The beginning of my story with abuse began in middle school, 7th grade to be exact. I was like many other girls that age, desperate to be popular and liked by the older ‘cool’ guys. One night, an 8th grade boy started messaging me. He was considered one of the popular ones and I was ecstatic that he was giving ME attention. Until one night, he asked me to send him pictures.

I didn’t even know what he was talking about, pictures of what? So he told me. He wanted full nude photos. I was shocked, embarrassed, hurt... but nothing like the feelings that were to come. I said no to him, at first. But it got to the point where I would have to turn my phone off for hours because he would send the same text ‘send me pictures’ hundreds of times. Then one day he said if I didn’t, he’d just tell everyone I did anyways and ruin my reputations, but if I did then it would stay between us.

So I did. And the next day, I went to school and the pictures were all over the lockers. And people gave me the name “Kodak Katelyn”. And those “cool kids” shoved me into lockers and called me names. And then someone told my parents. So I started cutting myself and I fell into a deep dark depression. It was at that time that I started feeling like I wasn’t worthy. The seed of self-hatred had been planted. Over the next several years, I continued to be mistreated by men and the self-hatred continued to grow as my self-worth diminished.

My junior year of high school I started drinking pretty heavily, I had drank a couple times before but not much. One night, my best guy friend, we’ll call him J, invited me to come drink with him and his best friend, who we’ll call S. That night would end up being the worst night of my life so far. They made a bet that J could roofie me and then spit gum into my hair while he anally raped me. And he won that bet. That night my ability to say no was taken from me. After that I became too scared to say no to anything and anyone, because I would rather just not say anything than try to say no and someone else not respect that, again.

This would come to affect my life in ways beyond my wildest dreams. I dove into drinking and partying after that. Senior year, I met a guy and I fell in love for the first time. There was a lot of emotional and mental abuse in our relationship. There was also a lot of cheating, on his part, which furthered my decline of self-worth. After about a year it was still progressively getting worse so I ended it, and then I found out he was a drug addict. How had I not known? I felt so betrayed, again. About a year later, his friends offered me my first taste of drugs. Pills. And the game was over.

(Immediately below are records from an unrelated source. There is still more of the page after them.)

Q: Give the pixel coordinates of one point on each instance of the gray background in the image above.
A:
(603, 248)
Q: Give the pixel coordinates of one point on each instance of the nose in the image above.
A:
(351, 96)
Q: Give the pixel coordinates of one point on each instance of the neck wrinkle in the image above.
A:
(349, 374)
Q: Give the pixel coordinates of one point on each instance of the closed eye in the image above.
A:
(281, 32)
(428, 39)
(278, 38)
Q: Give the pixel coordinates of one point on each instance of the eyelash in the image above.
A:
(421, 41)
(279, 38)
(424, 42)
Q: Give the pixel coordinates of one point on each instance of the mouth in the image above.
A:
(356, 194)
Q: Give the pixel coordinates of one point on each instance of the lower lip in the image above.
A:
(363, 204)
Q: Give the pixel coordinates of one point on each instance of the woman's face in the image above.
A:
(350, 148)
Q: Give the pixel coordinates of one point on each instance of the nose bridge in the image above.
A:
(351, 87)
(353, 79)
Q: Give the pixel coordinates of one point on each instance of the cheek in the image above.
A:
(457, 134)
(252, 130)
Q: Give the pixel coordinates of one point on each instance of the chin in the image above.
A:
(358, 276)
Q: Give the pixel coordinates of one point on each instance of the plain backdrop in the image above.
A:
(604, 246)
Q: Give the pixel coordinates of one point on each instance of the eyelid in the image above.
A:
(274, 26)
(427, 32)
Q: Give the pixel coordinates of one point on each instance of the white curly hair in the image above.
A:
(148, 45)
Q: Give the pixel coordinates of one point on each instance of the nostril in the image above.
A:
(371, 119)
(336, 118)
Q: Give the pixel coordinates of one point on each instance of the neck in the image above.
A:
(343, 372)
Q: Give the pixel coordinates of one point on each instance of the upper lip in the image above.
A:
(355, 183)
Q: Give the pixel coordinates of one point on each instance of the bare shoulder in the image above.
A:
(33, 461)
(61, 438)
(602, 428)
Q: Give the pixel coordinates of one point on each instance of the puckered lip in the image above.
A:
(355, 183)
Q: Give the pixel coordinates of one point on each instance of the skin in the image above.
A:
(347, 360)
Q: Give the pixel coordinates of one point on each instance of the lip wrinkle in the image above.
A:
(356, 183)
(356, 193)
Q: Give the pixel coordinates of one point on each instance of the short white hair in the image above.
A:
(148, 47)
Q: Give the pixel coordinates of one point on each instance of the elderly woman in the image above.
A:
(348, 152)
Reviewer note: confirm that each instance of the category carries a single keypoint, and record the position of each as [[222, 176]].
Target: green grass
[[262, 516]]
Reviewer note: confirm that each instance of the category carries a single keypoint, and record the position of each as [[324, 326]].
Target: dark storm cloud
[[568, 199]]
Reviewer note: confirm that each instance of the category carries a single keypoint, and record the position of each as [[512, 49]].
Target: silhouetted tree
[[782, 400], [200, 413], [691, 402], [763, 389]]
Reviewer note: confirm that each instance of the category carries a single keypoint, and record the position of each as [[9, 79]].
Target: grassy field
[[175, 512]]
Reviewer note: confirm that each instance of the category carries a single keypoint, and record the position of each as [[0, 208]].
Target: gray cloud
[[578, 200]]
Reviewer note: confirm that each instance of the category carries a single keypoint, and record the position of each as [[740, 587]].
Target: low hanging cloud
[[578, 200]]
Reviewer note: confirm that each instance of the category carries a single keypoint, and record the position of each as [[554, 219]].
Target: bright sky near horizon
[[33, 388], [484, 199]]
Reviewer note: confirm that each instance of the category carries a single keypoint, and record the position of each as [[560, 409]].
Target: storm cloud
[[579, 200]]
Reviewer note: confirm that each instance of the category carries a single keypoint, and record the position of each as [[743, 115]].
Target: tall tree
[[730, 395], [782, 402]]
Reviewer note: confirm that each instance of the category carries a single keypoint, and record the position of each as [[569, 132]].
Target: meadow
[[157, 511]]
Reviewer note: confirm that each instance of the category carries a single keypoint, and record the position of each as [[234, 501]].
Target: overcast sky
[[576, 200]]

At first I would only do drugs at parties or when offered, but then about a year later I was introduced to a guy. A guy who had all the pills I wanted. A guy who was charming, complementary, and wanted all my time and attention. The charming-ness lasted about a week before it turned into total control. The compliments turned into emotional abuse. And he no longer wanted my time & attention, he demanded it. I was no longer allowed to see my friends.

I was not allowed to see my family. I was not allowed to work. I had to stay with him every night. The mental abuse turned into physical abuse after a couple months. His goal was to inflict as much pain as possible without leaving telling marks behind. While all of this was going on, I also became addicted to opiates with him, which he would use to control me. I tried to leave so many times but he would always find me and lure me back in with the drugs & the promise of change. One night, he broke into my apartment and attacked me. He threw me into my dresser and gave me a concussion. He twisted my arm so far behind my back and around my head that I now have permanent nerve damage. Along with many other things.

That was the final straw, or so I thought. I got a Domestic Violence Protective Order against him and told my parents I needed to go to rehab. For 6 months, I stayed clean and away from him by being in another state. Then, I made one of the worst decisions and I moved back. It wasn’t long before I ran into him and fell straight back into it. He had changed, he assured me. He would never do anything to lose me ever again because we were meant to be and I was his soulmate. The physical abuse seized, thankfully. But the emotional and mental abuse got so much worse. He left scars that may not be visible, but take so much longer to heal than physical ones. Our using and addictions got SO much worse. It did not take long for me to reach rock bottom, only about 2-3 months. And then I made the decision that somehow, someway, I was worth more than that life.

So I went to treatment again, this time even farther away. And it was there that my life changed. I actually started working on loving myself, valuing my life, and knowing what I deserve and how to not settle for less. I also learned how to say no! Crazy, right?! I sure thought so at first. I had to come to terms with the fact that abusers will never change. I had to accept that I can’t change what happened to me, but I can either accept it and move on or continue to let it ruin me. And today I chose acceptance. I chose to not ever allow someone to abuse me in any way or make me lose my self-worth. Today, I love myself.